Few circumstances confront the psychiatrist with more complex, painful, and potentially problematic clinical dilemmas and challenges than the treatment of the incest victim. When evaluating a patient, attention must be paid to evidence of dissociation in the patient’s history and to the patient’s overall symptoms. Here are factors that may lead to memory of a trauma becoming inaccessible or being reported as inaccessible for long periods. For more on this topic, see "Ramifications of Incest," a 2011 Psychiatric Times article by Richard P. Kluft, MD, PhD, from which this Tipsheet is adapted.
TIPSHEET: WHY MEMORIES OF INCEST TRAUMA MAY BE INACCESSIBLE (OR WITHHELD) BY A PATIENT
■ Familiar mechanisms of defense
■ Dissociated storage processes and structures
■ Conscious coping mechanisms
■ Guilt and shame
■ Loyalty to/protection of the abuser
■ Protection of family members and of the family
■ Perceived moral or religious imperative to withhold
■ Bargaining
■ Confusion about the reality of events and their meanings
■ Confusion about the source and nature of and misunderstanding of the meanings of available mental contents; obsessing over the reality of mental material
■ Consequences of obfuscation or gaslightinga or promoted reinterpretations of events
■ Obsessing over the meanings of terms
■ Deliberate or inadvertent discouragement of reporting by others
■ Encouragement to doubt or dismiss memories
■ Contaminationb
■ Rationalization
■ Strategic withholding with goals and objectives in mind
■ Driven withholding, motivated by higher priorities (personal or cultural, including defending loved ones)

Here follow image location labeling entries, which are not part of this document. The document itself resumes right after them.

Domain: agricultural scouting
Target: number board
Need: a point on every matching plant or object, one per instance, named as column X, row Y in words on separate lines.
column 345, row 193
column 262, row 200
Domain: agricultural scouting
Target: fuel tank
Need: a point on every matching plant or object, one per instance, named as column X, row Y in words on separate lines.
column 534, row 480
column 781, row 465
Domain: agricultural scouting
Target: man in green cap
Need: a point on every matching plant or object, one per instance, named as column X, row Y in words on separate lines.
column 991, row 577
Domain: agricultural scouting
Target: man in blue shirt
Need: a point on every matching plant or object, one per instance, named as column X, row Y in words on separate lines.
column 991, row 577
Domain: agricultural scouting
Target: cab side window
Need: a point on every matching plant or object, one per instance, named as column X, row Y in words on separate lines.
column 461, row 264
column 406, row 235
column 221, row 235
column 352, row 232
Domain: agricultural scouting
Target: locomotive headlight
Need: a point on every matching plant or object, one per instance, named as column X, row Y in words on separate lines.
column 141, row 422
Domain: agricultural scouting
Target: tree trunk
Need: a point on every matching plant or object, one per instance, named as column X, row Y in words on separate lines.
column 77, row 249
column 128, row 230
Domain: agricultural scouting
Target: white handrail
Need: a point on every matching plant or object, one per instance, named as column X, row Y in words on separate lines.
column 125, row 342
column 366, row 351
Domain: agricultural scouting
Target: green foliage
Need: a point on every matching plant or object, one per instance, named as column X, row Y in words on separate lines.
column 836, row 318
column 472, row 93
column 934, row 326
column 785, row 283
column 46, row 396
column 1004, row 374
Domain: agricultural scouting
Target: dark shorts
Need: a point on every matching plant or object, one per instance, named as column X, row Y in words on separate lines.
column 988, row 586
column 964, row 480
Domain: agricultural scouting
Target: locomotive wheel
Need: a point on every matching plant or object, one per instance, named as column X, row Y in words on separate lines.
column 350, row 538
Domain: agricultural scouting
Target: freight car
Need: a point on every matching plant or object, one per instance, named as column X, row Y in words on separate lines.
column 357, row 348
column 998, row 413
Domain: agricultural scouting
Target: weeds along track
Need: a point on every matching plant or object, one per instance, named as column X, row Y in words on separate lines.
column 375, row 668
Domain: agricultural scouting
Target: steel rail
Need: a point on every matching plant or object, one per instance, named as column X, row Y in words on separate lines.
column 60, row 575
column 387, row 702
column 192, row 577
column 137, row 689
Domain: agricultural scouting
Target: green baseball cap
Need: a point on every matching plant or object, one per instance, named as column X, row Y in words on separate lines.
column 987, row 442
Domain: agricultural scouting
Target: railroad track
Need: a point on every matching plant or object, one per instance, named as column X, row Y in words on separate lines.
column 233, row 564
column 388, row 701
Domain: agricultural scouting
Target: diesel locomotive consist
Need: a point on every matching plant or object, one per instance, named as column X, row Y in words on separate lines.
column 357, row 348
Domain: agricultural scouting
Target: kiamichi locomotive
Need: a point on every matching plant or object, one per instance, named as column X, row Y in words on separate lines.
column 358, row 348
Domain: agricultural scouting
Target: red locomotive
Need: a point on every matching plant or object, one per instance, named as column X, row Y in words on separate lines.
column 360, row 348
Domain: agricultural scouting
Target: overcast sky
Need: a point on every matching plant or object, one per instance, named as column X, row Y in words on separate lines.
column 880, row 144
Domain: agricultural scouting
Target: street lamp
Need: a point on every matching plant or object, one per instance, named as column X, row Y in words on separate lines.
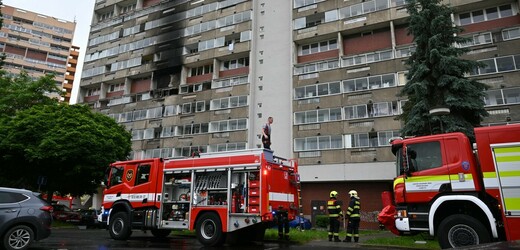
column 440, row 111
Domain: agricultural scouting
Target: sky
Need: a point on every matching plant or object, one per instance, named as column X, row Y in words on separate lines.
column 69, row 10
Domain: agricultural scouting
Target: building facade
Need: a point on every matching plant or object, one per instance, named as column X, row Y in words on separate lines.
column 188, row 76
column 348, row 72
column 38, row 44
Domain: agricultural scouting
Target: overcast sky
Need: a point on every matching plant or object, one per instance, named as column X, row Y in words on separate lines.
column 79, row 11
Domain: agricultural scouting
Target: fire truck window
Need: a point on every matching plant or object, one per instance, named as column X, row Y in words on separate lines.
column 423, row 156
column 143, row 174
column 116, row 176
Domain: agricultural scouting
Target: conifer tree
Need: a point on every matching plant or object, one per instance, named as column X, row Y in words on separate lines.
column 436, row 76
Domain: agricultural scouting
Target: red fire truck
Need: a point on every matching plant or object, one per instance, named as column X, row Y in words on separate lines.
column 463, row 193
column 230, row 194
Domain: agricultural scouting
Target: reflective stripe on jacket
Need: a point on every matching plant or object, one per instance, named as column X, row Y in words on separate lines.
column 353, row 208
column 334, row 208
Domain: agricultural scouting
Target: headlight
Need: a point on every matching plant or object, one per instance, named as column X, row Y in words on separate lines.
column 402, row 213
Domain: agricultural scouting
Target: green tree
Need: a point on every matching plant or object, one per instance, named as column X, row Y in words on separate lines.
column 21, row 92
column 68, row 144
column 436, row 76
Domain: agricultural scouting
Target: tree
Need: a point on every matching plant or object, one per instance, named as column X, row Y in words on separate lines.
column 68, row 144
column 436, row 76
column 21, row 92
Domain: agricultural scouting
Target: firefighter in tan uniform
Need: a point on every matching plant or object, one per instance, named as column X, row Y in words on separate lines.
column 353, row 217
column 335, row 215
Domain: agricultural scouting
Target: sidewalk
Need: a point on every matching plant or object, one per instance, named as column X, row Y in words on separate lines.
column 325, row 243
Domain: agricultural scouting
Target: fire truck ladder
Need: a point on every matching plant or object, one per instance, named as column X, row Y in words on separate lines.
column 296, row 182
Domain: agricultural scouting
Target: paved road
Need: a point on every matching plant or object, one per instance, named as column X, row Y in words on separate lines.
column 72, row 238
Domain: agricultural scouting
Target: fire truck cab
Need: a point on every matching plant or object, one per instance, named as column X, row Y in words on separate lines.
column 219, row 195
column 464, row 193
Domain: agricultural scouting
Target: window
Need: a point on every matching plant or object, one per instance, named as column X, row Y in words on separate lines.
column 485, row 14
column 317, row 90
column 301, row 3
column 363, row 8
column 499, row 64
column 384, row 137
column 229, row 82
column 167, row 131
column 367, row 58
column 316, row 67
column 355, row 112
column 228, row 125
column 314, row 116
column 502, row 96
column 235, row 63
column 9, row 197
column 423, row 156
column 93, row 92
column 478, row 39
column 116, row 175
column 202, row 70
column 170, row 110
column 128, row 8
column 512, row 33
column 143, row 174
column 318, row 143
column 116, row 87
column 317, row 47
column 228, row 102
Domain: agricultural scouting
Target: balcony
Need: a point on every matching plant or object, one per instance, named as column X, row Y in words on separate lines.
column 373, row 20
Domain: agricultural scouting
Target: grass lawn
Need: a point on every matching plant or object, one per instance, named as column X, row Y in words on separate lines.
column 415, row 242
column 302, row 237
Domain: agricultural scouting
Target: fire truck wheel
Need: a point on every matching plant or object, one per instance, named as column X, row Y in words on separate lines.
column 161, row 233
column 119, row 226
column 209, row 230
column 460, row 230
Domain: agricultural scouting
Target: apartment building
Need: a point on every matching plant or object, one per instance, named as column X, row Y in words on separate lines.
column 38, row 44
column 187, row 76
column 348, row 71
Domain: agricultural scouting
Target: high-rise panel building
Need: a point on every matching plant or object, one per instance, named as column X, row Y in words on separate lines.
column 187, row 76
column 38, row 44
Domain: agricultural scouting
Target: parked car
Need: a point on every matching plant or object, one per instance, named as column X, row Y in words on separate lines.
column 65, row 214
column 24, row 218
column 89, row 218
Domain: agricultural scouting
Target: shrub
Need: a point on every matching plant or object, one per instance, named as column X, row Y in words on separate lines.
column 322, row 221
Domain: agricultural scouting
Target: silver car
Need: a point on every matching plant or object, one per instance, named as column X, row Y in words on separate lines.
column 24, row 218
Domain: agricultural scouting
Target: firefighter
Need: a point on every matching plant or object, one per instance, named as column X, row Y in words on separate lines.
column 353, row 217
column 335, row 215
column 282, row 218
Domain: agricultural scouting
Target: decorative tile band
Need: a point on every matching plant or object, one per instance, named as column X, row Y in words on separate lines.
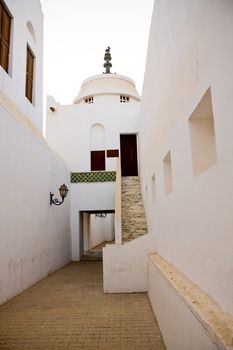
column 93, row 176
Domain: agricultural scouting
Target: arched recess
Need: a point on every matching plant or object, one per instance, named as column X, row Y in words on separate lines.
column 97, row 147
column 97, row 137
column 31, row 30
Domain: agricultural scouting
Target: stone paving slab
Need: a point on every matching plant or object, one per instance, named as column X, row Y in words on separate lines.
column 68, row 310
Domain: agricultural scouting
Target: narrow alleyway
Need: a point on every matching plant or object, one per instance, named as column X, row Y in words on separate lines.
column 68, row 310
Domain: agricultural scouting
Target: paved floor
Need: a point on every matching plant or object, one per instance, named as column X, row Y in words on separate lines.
column 68, row 310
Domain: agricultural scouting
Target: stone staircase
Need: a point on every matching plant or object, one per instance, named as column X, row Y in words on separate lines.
column 133, row 214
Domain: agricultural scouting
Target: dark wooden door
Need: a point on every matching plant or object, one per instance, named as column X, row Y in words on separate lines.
column 129, row 160
column 97, row 160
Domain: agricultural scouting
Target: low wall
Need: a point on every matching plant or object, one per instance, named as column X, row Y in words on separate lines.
column 125, row 266
column 188, row 318
column 35, row 237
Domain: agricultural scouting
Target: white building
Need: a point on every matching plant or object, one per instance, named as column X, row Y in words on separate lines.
column 89, row 135
column 29, row 168
column 186, row 139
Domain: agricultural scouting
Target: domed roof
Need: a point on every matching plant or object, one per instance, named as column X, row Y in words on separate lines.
column 107, row 84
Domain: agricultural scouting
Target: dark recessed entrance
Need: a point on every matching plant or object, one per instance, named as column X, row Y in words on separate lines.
column 129, row 159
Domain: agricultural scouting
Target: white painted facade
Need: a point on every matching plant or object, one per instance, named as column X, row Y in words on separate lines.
column 186, row 152
column 34, row 236
column 73, row 131
column 26, row 29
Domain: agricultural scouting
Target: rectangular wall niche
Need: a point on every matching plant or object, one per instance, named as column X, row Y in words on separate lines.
column 167, row 171
column 202, row 135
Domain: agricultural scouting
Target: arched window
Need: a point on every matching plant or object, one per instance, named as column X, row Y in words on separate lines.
column 31, row 30
column 97, row 147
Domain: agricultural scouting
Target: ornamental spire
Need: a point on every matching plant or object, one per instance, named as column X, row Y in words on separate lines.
column 107, row 58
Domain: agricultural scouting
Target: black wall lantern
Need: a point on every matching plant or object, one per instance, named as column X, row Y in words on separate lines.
column 63, row 190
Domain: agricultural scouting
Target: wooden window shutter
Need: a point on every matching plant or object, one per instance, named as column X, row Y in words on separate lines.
column 97, row 160
column 29, row 74
column 5, row 32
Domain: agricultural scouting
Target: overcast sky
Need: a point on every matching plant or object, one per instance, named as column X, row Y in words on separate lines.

a Gaslighting involves providing a person with false information in order to bring that person to doubt his or her perceptions and memories. The term comes from a play and movies about a husband’s attempt to drive his wife insane by raising and lowering the illumination in their home and denying that any changes had occurred.
b Contamination is information that is not autobiographic but to which one was exposed; it influences memory or may become the basis for a memory with no basis in autobiographic fact.